あふみ(近江)の海 磯うつ浪の いく度か 御世にこころを くだきぬるかな

 安政7年(1860年)正月、直弼は、正装姿の自分の画像を御用絵師狩野永岳に描かせ、この自詠の和歌を書き添えて、井伊家菩提寺の清涼寺に納めたと伝えられる。
 この歌は、琵琶湖の波が磯に打ち寄せるように、世のために幾度となく心を砕いてきたと、幕府大老として国政に力を尽くしてきた心境をあらわしている。

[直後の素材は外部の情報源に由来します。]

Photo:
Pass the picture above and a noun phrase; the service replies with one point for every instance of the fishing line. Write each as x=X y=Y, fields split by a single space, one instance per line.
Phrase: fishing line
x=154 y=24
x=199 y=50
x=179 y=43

直弼は、この二ヶ月後の3月3日、江戸城桜田門外で凶刃に倒れた。
 井伊直弼に関しては、毀誉褒貶、いろいろな評価があります。しかしここは、マルク・ブロックの"ロベスピエールをたたえる人も、にくむ人も、後生だからお願いだ。ロベスピエールとはなにものであったのか、それだけを言ってくれたまえ"という言を借りて、彼が何者であったのかを確認したいと思います。幕末維新研究の泰斗、田中彰は『日本の歴史⑮ 開国と倒幕』(集英社)の中で、以下のように述べています。
 1857年(安政4)6月の老中阿部正弘の死去のあと、幕閣の実権は老中堀田正睦(佐倉藩主)に移り、彼は開国政策を支持した。その背後には溜間詰(江戸城内黒書院の溜間で、登城してここに詰める大名を溜間詰、略して溜詰ともいう)の家門・譜代大名がおり、その指導権は彦根藩主井伊直弼が握っていた。これと対立したのが1853年(嘉永6)のペリー来航以来、攘夷主義の立場をとっていた徳川斉昭以下松平慶永、島津斉彬らに代表される大廊下詰家門大名、大広間詰外様大名の一派であった。
 当時、廃人同様といわれた第十三代将軍家定の継嗣問題をめぐってもこの二派は対立し、外交問題と内政問題とが結びつくことによって、この二派の対立はいっそう先鋭化した。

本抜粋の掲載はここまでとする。